• Mike Roberts

Does Homeowners Insurance Cover Water Damage?


We welcome clean fresh water in our kitchens and bathrooms, but sometimes water arrives uninvited and causes damage. Will your homeowners insurance pay for damage from unwanted water in your home? Like many things in life, the answer is: It depends.


What insurance covers

In general, homeowners insurance covers water damage that is “sudden and accidental.”

For example, if a severe thunderstorm with high winds rips off a section of your roof allowing heavy rain to pour in, the resulting damage will generally be considered sudden and accidental and thus be covered. If a pipe bursts and water soaks your Sheetrock and flooring, the event qualifies as sudden and accidental and most likely your homeowners insurance will cover the resulting damages.

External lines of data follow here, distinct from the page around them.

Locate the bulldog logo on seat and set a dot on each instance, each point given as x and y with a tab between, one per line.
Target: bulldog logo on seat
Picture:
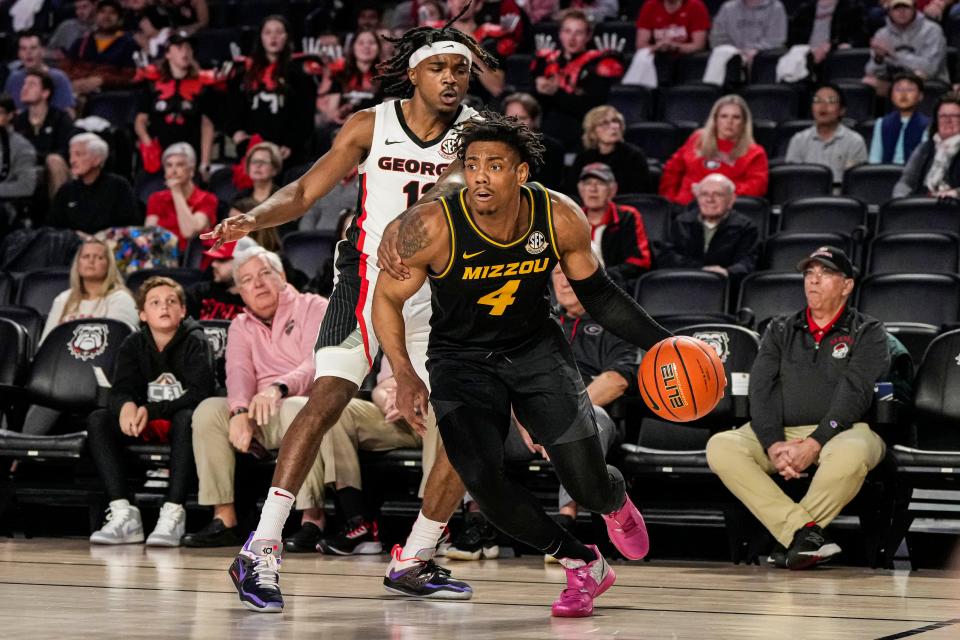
89	341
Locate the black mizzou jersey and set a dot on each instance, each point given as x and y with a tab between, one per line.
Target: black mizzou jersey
493	296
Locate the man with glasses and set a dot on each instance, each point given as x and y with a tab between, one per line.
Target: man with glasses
828	141
810	387
711	235
270	368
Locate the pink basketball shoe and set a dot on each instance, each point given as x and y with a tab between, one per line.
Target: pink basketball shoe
584	583
627	531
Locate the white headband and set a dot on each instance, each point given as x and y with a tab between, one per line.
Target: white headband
439	48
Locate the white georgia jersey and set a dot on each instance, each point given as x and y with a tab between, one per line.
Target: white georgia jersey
398	170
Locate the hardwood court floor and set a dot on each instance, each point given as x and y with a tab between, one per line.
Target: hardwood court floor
64	588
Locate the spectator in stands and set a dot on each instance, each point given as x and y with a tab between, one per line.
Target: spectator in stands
676	27
163	372
30	57
95	199
47	128
724	145
828	25
363	426
934	167
525	108
263	164
102	59
712	236
219	297
571	80
348	84
324	213
274	94
182	208
188	16
175	105
72	29
619	237
603	129
751	26
96	290
18	159
608	368
898	133
270	368
909	42
828	141
808	410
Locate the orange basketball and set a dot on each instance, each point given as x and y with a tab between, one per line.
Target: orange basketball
681	379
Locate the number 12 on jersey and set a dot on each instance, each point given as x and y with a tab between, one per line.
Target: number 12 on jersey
499	300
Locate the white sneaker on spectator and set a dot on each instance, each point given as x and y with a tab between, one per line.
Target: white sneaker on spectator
170	527
123	525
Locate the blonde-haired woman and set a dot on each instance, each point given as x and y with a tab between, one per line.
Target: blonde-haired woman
96	290
724	145
603	129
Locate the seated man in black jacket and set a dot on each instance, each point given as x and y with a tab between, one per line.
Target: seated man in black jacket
94	199
712	236
810	386
162	373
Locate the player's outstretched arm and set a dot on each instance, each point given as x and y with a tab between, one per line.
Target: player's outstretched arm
388	255
607	303
423	242
293	200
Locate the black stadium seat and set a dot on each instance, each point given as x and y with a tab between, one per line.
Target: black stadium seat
776	102
783	251
28	318
913	252
825	214
39	288
186	277
308	251
659	140
929	298
792	181
633	101
919	213
688	104
872	183
765	294
676	292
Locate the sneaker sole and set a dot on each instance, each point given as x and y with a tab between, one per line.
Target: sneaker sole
436	595
362	549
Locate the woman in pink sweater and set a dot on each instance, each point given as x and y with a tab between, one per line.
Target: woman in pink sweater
724	145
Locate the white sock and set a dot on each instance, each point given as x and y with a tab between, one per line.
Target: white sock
274	515
422	541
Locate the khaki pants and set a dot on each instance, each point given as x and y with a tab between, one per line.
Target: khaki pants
215	455
743	466
361	427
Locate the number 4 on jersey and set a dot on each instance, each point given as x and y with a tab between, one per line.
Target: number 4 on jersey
499	300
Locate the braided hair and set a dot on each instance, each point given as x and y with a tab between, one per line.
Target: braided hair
490	126
392	73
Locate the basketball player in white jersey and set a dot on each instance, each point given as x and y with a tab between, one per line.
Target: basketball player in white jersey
402	148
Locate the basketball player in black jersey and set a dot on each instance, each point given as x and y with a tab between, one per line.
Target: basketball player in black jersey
488	252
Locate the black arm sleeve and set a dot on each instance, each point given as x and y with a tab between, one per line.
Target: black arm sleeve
609	305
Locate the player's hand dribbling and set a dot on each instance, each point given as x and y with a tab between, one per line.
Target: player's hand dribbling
412	396
388	258
230	229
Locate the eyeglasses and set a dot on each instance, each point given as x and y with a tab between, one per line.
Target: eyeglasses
824	272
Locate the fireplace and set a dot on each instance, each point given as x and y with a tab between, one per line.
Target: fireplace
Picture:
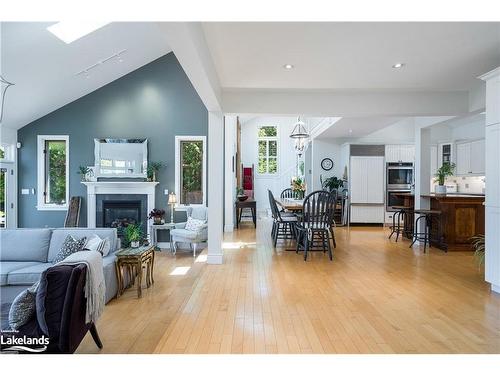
120	210
119	214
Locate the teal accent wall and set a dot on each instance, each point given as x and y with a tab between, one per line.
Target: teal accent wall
156	101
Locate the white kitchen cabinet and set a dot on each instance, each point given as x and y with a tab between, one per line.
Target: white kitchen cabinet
367	179
434	160
399	153
445	153
367	189
471	158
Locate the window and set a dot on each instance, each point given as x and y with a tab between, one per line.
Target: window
267	150
190	175
53	176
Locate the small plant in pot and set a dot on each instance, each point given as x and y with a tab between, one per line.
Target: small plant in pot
153	169
133	235
446	170
85	173
157	216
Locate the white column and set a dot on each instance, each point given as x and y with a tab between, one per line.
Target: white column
215	186
492	260
230	128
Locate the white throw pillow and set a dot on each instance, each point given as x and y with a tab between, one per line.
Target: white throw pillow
96	243
194	225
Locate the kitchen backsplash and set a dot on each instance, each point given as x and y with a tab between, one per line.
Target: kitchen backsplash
466	184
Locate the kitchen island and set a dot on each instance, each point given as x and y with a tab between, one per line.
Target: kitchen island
462	216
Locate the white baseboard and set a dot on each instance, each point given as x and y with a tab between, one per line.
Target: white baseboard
214	259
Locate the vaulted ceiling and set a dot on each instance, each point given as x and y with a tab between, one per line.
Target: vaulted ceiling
43	68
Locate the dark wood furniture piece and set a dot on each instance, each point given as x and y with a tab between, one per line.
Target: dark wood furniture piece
62	316
462	216
315	228
248	204
400	221
132	261
431	219
283	224
73	214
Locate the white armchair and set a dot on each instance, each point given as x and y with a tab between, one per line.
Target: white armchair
193	238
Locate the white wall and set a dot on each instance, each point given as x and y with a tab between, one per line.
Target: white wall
324	148
286	152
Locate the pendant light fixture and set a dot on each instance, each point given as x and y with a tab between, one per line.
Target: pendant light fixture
299	130
4	86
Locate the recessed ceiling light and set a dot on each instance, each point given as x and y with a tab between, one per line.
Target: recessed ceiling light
398	65
69	31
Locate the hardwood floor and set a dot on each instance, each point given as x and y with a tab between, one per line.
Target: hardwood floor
377	296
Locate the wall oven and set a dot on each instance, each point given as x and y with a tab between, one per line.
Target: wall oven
399	176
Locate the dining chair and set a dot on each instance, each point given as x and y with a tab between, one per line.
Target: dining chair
316	226
283	226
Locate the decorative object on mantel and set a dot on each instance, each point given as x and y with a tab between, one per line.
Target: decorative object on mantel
153	168
172	200
299	130
4	86
444	171
298	186
133	235
157	215
240	194
86	173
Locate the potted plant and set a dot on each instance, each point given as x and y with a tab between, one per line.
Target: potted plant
152	170
478	243
444	171
331	183
84	172
157	215
133	235
298	186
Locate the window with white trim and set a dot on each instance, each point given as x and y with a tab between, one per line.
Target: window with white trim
53	172
190	170
267	150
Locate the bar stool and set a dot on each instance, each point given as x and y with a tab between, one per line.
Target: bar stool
426	235
400	215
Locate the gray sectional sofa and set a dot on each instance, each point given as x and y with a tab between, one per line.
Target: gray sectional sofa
26	253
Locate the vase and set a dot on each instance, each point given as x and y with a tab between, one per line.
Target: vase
440	189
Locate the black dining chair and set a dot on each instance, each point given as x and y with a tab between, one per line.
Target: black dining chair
317	222
283	226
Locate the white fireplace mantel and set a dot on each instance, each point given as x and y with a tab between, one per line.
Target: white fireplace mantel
116	187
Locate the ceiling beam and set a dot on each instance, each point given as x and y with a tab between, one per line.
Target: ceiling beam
188	43
345	103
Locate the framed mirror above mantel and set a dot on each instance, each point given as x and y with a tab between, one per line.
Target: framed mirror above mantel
121	158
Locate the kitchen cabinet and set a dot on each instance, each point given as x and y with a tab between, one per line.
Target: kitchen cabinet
434	160
471	158
399	153
367	189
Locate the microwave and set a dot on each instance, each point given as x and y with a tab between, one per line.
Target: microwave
399	176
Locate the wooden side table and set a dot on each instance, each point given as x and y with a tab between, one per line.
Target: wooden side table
133	261
240	205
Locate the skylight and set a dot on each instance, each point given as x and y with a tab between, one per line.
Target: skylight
69	31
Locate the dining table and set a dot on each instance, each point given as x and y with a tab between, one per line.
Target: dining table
290	204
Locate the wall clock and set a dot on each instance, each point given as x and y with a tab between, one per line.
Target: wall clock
327	164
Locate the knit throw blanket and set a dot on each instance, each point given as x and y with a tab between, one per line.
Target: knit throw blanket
95	286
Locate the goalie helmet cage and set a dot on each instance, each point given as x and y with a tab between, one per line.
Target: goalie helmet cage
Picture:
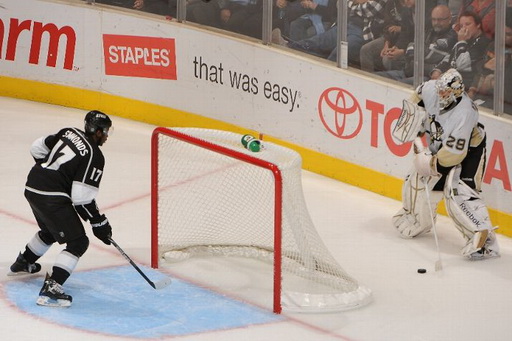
213	197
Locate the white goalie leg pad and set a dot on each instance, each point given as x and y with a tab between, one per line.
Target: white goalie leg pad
471	217
414	218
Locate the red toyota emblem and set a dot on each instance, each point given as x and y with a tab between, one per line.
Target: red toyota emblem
336	108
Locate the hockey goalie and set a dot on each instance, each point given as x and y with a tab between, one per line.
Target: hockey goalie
451	165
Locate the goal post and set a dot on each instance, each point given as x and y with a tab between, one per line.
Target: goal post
210	196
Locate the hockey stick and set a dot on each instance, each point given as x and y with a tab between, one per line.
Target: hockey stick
418	147
156	285
438	265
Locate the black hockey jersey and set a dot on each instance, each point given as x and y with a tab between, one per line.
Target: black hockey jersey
68	164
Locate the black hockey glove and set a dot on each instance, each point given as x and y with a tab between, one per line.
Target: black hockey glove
101	228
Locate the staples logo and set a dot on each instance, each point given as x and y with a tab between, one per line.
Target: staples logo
135	56
38	29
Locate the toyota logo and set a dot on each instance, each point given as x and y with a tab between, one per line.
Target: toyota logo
340	113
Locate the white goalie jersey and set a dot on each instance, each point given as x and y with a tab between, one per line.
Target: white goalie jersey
450	128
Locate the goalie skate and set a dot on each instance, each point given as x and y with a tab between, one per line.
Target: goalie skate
483	245
22	267
52	294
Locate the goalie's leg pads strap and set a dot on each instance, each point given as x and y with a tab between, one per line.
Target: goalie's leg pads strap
470	215
414	218
465	206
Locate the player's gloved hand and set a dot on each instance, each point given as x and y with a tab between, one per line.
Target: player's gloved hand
101	228
424	162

It would not, however, pay for the repair of the burst pipe itself.

On the other hand, If water damage is the result of a slow dripping leak in a wall over time, that likely will not be covered, especially if the homeowner would have found the leak through routine maintenance.


Exceptions to sudden and accidental damage

There are a couple of exceptions to water damage coverage from a sudden and accidental situation.

Standard homeowners insurance does not cover damage from flooding of a nearby stream, lake or other body of water. Flood insurance is sold separately under the National Flood Insurance Program, available through certified agents.

Damage caused by water backing up into your house from an outside sewer or drain is not covered by homeowners insurance. Backup water damage riders are available, however, to supplement your main homeowner’s policy.


How much will insurance pay?

If a claim is covered, your insurance will pay for damages up to the maximum amount of your policy after your deductible is met. As an example, say you have covered damages of $12,000 and the insurance has a deductible of one percent of your home’s value and a coverage limit of $25,000 for water damage. If your home is worth $275,000, then your deductible — the amount of damage you must cover out of pocket — is $2,750. The insurance company will pay for the remaining $9,250 in repair costs. You must pay out of pocket for any damages beyond your policy limits.


Protecting yourself from water damage

Water damage is the second most common property damage claim nationally, behind only wind and hail damage. Read your policy and talk to your agent about its terms.

Since slow leaks can go undetected and insurance doesn’t typically cover the damage they cause, purchase water alarms. These are affordable and can possibly prevent extensive damage through early detection. Place them in key locations near water pipes and faucets: under the kitchen and bathroom sinks, on the floor by the washing machine close to the water supply lines, in the basement and on the floor beside the water heater.